I feel really bad for the OP.  All she did was come on here and try to explain that she’s not taking advantage of brides just for the mere sake that they’re brides.  Tons of bees here have said that you say the word “wedding” and everyone increases their price – caterers, photographers, bakers, venues, etc.  Everyone certainly feels that way, but I also think that brides also have a “this is one day in my entire life” and “this is the most important day out of my entire life” feeling and there are higher expectations and more stress on the vendors to make sure everything goes right and that they’re using the best quality.  And while I agree that some people JUST DON’T HAVE the money for it, some people do have the money, but don’t see where it goes (and there is a bee who posted on this thread that said herself that even if she had a million dollars, she wouldn’t spend $5k on a photog).  Everyone has their own priorities. 

Let’s stop attacking the OP because she came on here to be helpful, not to start trouble. 

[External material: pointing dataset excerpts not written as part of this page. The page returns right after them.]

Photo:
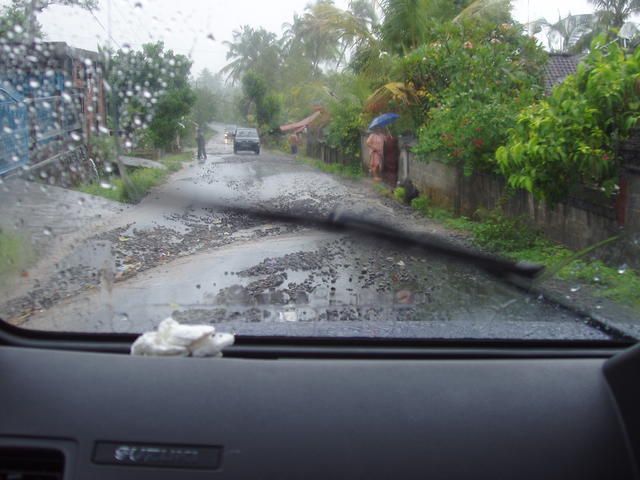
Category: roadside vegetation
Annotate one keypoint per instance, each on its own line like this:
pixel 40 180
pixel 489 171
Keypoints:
pixel 514 238
pixel 15 254
pixel 142 180
pixel 353 170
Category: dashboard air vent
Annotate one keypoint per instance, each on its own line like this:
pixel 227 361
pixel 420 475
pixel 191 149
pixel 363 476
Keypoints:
pixel 31 464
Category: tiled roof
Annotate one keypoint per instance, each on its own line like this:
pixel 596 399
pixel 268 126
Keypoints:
pixel 558 67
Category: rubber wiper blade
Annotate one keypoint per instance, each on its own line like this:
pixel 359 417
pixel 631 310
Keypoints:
pixel 338 220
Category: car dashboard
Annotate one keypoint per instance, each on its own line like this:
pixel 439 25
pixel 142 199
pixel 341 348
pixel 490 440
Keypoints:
pixel 284 410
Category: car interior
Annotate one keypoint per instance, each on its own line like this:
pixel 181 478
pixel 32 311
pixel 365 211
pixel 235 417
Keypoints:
pixel 79 406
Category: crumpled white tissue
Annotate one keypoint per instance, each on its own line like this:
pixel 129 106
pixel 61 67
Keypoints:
pixel 173 338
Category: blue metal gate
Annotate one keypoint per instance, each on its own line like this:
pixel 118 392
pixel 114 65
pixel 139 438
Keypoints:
pixel 14 130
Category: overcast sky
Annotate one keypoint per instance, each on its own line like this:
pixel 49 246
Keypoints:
pixel 189 26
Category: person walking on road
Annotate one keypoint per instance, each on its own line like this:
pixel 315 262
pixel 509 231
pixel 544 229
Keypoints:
pixel 375 142
pixel 202 152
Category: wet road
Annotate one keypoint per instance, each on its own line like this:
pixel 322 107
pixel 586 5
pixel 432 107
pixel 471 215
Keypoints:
pixel 174 254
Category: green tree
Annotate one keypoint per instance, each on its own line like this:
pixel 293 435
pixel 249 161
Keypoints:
pixel 145 84
pixel 13 19
pixel 568 34
pixel 259 101
pixel 254 51
pixel 568 139
pixel 614 13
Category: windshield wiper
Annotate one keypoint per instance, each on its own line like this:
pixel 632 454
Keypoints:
pixel 343 221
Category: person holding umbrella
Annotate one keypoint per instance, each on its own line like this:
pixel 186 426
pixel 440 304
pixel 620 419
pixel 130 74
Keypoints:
pixel 375 142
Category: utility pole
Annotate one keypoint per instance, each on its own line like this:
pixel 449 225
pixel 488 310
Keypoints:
pixel 30 9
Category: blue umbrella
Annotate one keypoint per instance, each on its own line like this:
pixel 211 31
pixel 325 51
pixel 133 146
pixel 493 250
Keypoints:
pixel 384 119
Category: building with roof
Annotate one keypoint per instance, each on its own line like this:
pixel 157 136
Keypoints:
pixel 559 67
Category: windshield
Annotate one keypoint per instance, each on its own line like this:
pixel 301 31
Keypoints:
pixel 387 133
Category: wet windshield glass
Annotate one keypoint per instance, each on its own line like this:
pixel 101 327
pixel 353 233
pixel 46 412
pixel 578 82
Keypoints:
pixel 146 146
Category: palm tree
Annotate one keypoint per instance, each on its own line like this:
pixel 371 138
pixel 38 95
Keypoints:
pixel 252 50
pixel 614 13
pixel 568 34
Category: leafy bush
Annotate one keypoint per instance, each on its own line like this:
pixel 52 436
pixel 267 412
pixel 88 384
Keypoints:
pixel 15 253
pixel 502 234
pixel 422 204
pixel 343 130
pixel 471 86
pixel 400 194
pixel 569 138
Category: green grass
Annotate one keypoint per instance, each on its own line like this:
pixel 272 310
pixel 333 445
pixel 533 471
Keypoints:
pixel 349 171
pixel 514 238
pixel 400 194
pixel 142 179
pixel 175 162
pixel 15 254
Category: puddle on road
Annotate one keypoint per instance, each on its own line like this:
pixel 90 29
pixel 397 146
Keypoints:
pixel 309 279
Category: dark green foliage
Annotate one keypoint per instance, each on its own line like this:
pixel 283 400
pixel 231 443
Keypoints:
pixel 149 92
pixel 259 102
pixel 471 86
pixel 568 139
pixel 343 132
pixel 170 110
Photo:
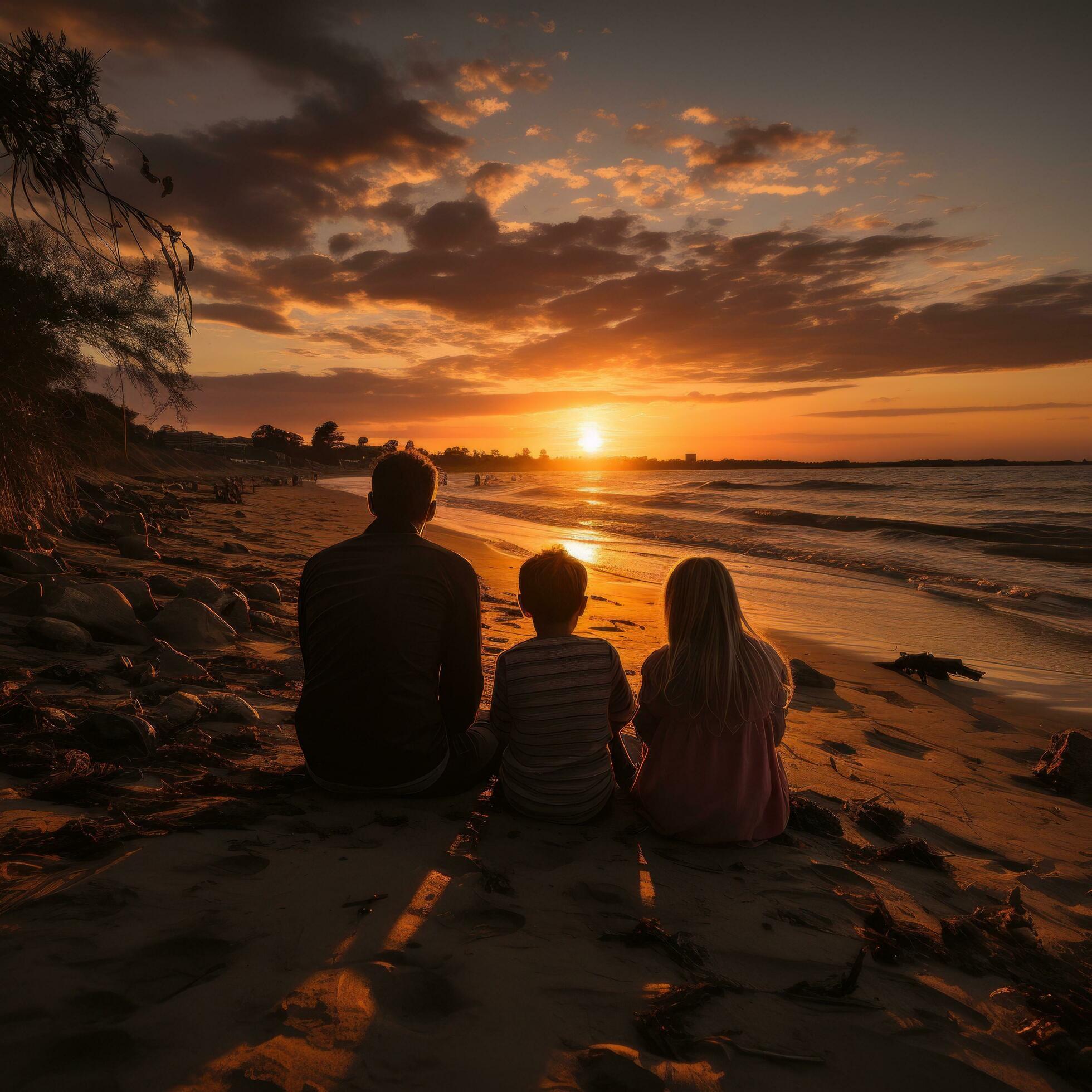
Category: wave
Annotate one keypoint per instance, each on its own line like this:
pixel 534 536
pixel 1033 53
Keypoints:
pixel 1008 533
pixel 810 484
pixel 1044 552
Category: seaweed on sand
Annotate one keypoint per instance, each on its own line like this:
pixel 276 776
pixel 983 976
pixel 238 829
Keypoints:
pixel 836 986
pixel 663 1025
pixel 812 818
pixel 911 851
pixel 677 947
pixel 880 818
pixel 891 942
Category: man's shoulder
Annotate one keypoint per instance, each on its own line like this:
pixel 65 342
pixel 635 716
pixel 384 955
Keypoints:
pixel 330 553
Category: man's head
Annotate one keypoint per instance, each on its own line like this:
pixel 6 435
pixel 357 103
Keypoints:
pixel 403 489
pixel 552 589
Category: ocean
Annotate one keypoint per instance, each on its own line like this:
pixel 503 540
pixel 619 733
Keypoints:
pixel 993 565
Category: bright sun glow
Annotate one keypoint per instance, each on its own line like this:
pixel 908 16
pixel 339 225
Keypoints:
pixel 591 439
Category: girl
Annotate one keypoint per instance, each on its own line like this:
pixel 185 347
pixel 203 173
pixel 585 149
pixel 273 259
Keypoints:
pixel 712 714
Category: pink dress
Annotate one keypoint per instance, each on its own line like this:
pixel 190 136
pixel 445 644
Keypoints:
pixel 709 789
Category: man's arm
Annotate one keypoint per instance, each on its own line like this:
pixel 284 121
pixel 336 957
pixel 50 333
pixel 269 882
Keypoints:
pixel 461 680
pixel 301 617
pixel 500 715
pixel 621 711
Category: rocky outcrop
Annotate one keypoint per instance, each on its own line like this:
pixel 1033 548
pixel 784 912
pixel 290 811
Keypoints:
pixel 108 734
pixel 28 563
pixel 808 676
pixel 100 608
pixel 234 608
pixel 136 548
pixel 231 707
pixel 191 626
pixel 203 589
pixel 140 597
pixel 1066 766
pixel 162 584
pixel 264 591
pixel 59 636
pixel 173 664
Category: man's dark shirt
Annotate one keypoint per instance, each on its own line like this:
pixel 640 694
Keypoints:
pixel 390 630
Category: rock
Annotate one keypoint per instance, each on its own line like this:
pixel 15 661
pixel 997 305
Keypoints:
pixel 173 664
pixel 1066 764
pixel 117 734
pixel 806 675
pixel 610 1068
pixel 264 592
pixel 231 707
pixel 203 589
pixel 28 563
pixel 162 584
pixel 140 597
pixel 259 620
pixel 58 635
pixel 234 608
pixel 25 600
pixel 136 547
pixel 120 525
pixel 191 625
pixel 101 608
pixel 178 709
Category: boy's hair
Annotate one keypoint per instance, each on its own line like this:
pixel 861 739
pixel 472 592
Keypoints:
pixel 553 584
pixel 403 484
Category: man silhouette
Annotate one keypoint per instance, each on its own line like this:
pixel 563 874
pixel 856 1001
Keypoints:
pixel 390 630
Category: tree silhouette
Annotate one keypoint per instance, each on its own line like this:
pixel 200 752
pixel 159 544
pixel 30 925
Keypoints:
pixel 276 439
pixel 327 437
pixel 54 133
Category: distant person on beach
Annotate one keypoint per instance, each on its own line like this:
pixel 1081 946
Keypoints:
pixel 559 701
pixel 390 630
pixel 712 713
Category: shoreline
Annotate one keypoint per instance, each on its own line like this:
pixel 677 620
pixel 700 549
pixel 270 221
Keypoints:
pixel 230 927
pixel 867 616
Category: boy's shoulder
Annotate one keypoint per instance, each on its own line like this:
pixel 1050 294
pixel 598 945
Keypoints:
pixel 534 648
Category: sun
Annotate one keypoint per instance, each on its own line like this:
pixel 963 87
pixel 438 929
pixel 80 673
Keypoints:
pixel 591 439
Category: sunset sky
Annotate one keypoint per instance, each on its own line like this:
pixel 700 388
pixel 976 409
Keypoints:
pixel 779 230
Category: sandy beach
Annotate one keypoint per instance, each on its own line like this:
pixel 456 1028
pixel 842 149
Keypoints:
pixel 198 916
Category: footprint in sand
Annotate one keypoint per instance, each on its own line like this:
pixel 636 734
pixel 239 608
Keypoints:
pixel 592 894
pixel 480 923
pixel 833 747
pixel 163 970
pixel 413 994
pixel 241 864
pixel 897 745
pixel 99 1006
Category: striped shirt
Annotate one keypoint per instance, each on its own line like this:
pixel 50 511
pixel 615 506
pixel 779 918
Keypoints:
pixel 556 704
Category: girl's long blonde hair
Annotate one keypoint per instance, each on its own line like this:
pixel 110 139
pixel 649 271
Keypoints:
pixel 716 669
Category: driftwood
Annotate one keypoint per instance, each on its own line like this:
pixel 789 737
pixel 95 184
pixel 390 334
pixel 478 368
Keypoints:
pixel 928 666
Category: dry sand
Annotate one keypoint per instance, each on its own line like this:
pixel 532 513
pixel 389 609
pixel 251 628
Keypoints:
pixel 255 957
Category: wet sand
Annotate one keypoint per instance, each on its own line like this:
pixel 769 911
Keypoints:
pixel 251 933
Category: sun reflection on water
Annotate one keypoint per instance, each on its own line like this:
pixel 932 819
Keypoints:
pixel 586 552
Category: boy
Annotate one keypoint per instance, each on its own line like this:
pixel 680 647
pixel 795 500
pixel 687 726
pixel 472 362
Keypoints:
pixel 559 701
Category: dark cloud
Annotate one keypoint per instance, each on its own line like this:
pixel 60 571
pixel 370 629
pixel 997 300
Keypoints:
pixel 342 243
pixel 932 411
pixel 601 293
pixel 245 315
pixel 746 159
pixel 264 184
pixel 454 225
pixel 359 396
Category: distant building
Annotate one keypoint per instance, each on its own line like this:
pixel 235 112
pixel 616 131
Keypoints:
pixel 207 443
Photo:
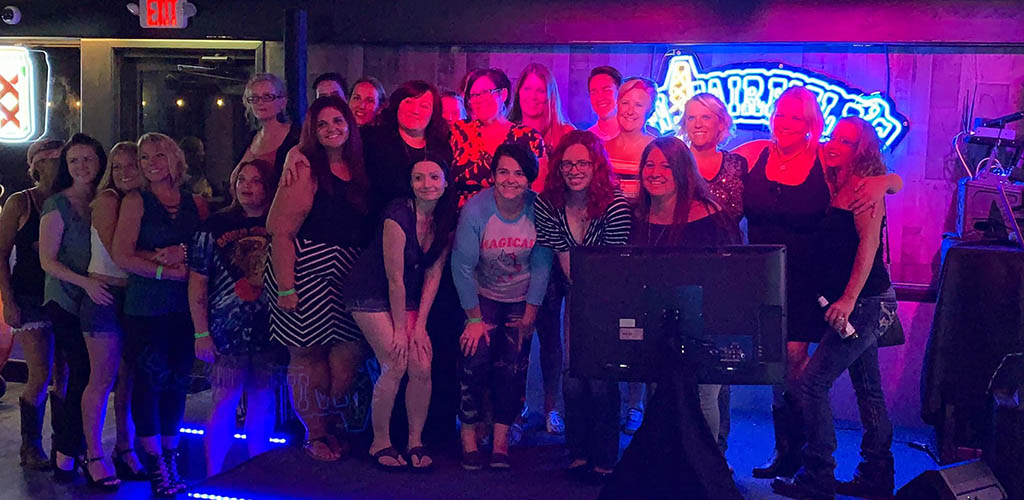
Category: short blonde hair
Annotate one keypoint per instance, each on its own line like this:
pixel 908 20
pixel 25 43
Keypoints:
pixel 168 146
pixel 645 84
pixel 714 103
pixel 809 103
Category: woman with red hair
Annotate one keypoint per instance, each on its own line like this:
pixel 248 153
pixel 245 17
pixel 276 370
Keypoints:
pixel 583 206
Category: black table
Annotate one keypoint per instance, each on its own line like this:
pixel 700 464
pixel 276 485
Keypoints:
pixel 979 318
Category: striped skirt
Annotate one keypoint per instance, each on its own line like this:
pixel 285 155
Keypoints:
pixel 321 318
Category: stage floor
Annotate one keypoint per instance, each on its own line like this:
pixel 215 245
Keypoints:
pixel 538 462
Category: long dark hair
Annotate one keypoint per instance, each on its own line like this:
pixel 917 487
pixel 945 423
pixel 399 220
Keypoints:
pixel 64 179
pixel 445 212
pixel 351 152
pixel 437 131
pixel 603 184
pixel 690 185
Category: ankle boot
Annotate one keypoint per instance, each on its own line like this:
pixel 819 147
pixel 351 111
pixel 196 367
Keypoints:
pixel 171 459
pixel 33 456
pixel 784 460
pixel 870 480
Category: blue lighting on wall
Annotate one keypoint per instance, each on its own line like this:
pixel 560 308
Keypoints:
pixel 750 89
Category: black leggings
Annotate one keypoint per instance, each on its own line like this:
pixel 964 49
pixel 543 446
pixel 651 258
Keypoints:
pixel 69 344
pixel 162 349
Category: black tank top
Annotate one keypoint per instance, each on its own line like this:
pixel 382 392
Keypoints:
pixel 836 249
pixel 28 277
pixel 791 215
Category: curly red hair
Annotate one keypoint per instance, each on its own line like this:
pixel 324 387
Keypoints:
pixel 603 184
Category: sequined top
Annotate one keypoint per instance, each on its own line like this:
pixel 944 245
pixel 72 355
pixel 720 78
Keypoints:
pixel 727 185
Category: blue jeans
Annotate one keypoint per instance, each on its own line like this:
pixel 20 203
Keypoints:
pixel 870 317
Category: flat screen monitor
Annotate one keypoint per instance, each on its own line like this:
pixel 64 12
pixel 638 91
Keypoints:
pixel 633 308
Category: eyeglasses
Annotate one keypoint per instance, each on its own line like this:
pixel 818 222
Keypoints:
pixel 262 98
pixel 492 91
pixel 582 165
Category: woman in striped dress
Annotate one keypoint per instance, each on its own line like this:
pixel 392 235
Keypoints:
pixel 318 225
pixel 583 206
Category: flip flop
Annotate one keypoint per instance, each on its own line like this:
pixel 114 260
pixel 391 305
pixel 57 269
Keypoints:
pixel 392 453
pixel 420 453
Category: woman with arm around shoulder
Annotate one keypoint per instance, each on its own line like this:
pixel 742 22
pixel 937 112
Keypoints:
pixel 155 225
pixel 230 313
pixel 501 275
pixel 582 206
pixel 22 288
pixel 390 293
pixel 852 275
pixel 785 197
pixel 318 226
pixel 64 253
pixel 101 323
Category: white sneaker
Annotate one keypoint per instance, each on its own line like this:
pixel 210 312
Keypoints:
pixel 554 423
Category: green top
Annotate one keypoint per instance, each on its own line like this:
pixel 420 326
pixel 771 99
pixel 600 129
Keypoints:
pixel 74 252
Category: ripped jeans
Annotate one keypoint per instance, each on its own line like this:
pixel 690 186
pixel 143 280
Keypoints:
pixel 870 317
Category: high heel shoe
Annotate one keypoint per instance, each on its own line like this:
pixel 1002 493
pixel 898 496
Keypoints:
pixel 111 483
pixel 125 470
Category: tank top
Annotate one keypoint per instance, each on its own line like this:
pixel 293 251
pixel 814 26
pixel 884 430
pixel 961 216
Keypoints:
pixel 147 296
pixel 27 277
pixel 791 215
pixel 836 250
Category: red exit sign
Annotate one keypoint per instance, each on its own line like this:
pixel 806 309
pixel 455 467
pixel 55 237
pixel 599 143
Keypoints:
pixel 165 13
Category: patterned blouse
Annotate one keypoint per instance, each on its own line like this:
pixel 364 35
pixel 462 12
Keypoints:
pixel 471 167
pixel 727 185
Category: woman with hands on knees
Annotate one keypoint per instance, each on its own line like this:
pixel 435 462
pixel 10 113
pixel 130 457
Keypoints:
pixel 390 293
pixel 155 225
pixel 501 275
pixel 64 254
pixel 231 314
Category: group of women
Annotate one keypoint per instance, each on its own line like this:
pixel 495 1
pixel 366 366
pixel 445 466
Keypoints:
pixel 352 249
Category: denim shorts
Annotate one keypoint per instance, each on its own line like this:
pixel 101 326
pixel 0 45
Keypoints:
pixel 102 321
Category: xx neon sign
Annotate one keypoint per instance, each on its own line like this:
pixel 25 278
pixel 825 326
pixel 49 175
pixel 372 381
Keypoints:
pixel 22 118
pixel 750 89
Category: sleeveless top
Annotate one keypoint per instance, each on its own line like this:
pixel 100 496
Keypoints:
pixel 74 253
pixel 334 219
pixel 835 253
pixel 148 296
pixel 27 278
pixel 791 215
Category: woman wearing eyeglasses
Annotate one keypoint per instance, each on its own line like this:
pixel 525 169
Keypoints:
pixel 265 98
pixel 487 96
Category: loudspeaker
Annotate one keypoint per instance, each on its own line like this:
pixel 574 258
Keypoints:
pixel 971 481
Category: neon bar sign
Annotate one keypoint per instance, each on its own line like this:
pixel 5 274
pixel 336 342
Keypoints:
pixel 23 116
pixel 750 89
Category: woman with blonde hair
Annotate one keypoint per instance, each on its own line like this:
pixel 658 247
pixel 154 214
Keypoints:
pixel 155 225
pixel 785 197
pixel 102 324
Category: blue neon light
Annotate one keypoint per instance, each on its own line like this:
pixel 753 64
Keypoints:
pixel 750 89
pixel 199 431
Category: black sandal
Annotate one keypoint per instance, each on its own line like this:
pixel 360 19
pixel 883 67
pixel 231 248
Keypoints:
pixel 420 453
pixel 111 483
pixel 124 469
pixel 392 453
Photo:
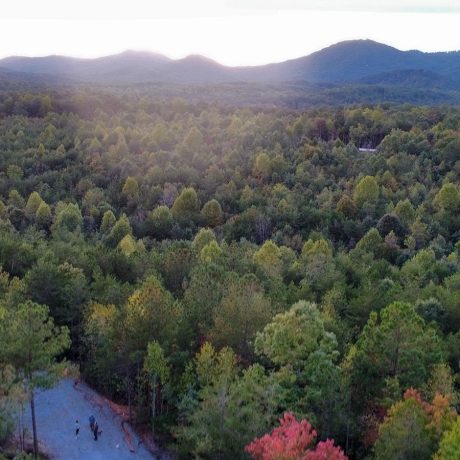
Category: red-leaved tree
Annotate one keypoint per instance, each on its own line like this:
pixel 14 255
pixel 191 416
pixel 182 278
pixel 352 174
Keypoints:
pixel 293 440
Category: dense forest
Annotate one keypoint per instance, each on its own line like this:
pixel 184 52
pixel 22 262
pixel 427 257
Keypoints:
pixel 253 282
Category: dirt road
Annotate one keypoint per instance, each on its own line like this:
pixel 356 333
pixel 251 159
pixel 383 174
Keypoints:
pixel 58 408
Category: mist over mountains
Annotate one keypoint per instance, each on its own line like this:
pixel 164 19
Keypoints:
pixel 357 61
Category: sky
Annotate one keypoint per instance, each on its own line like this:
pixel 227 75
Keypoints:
pixel 233 32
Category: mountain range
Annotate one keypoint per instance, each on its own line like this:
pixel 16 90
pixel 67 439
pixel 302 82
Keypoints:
pixel 356 61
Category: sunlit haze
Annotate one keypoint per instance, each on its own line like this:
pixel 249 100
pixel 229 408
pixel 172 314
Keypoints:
pixel 237 32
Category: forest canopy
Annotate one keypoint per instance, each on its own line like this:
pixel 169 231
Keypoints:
pixel 225 270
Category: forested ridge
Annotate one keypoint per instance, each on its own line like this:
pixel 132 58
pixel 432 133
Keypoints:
pixel 231 273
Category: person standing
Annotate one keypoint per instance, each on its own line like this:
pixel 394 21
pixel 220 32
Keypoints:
pixel 92 420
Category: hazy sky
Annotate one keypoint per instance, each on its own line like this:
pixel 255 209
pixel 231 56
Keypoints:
pixel 233 32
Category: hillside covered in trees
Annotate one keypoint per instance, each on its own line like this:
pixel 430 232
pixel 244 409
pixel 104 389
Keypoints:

I don’t like to see this side of the bee…

Post # 74
520 posts
Busy bee
  • Wedding: September 2009

@Magdalena:  Totally agree. If I had to write an article about why wedding photography is so expensive, it would be like “cause b*tches is crazy.” Just kidding, but I have read any number of stories about brides suing their photographers for the entire cost of the wedding so they could retake their photojournalistic pictures. Four years ago I was perfectly comfortable shooting weddings alone, but now I’m to the point where I feel as though the average brides expectations can’t even possibly be met by a single photographer shooting a wedding so I always partner up, which costs me more money to have a second person there and twice the amount of time culling editing and delivering twice the photos etc. just sayin 🙂 I swear, some days I get a must have list that makes me want to cry and hire a third photographer too!


Post # 76
447 posts
Helper bee
  • Wedding: September 2013

Putting all this BS aside….I really feel that if someone asks the opinion of a Proff Photographer then yes give it…if not and all they want to do is vent or tell their story then butt out of it as you come across as extremely self promoting and snobbish…someone telling you that its your fault for compromising with a lower cost photographer does not help…So in a nutshell: professionals trying to promote their own biz etc be quiet unless asked for your opinion!!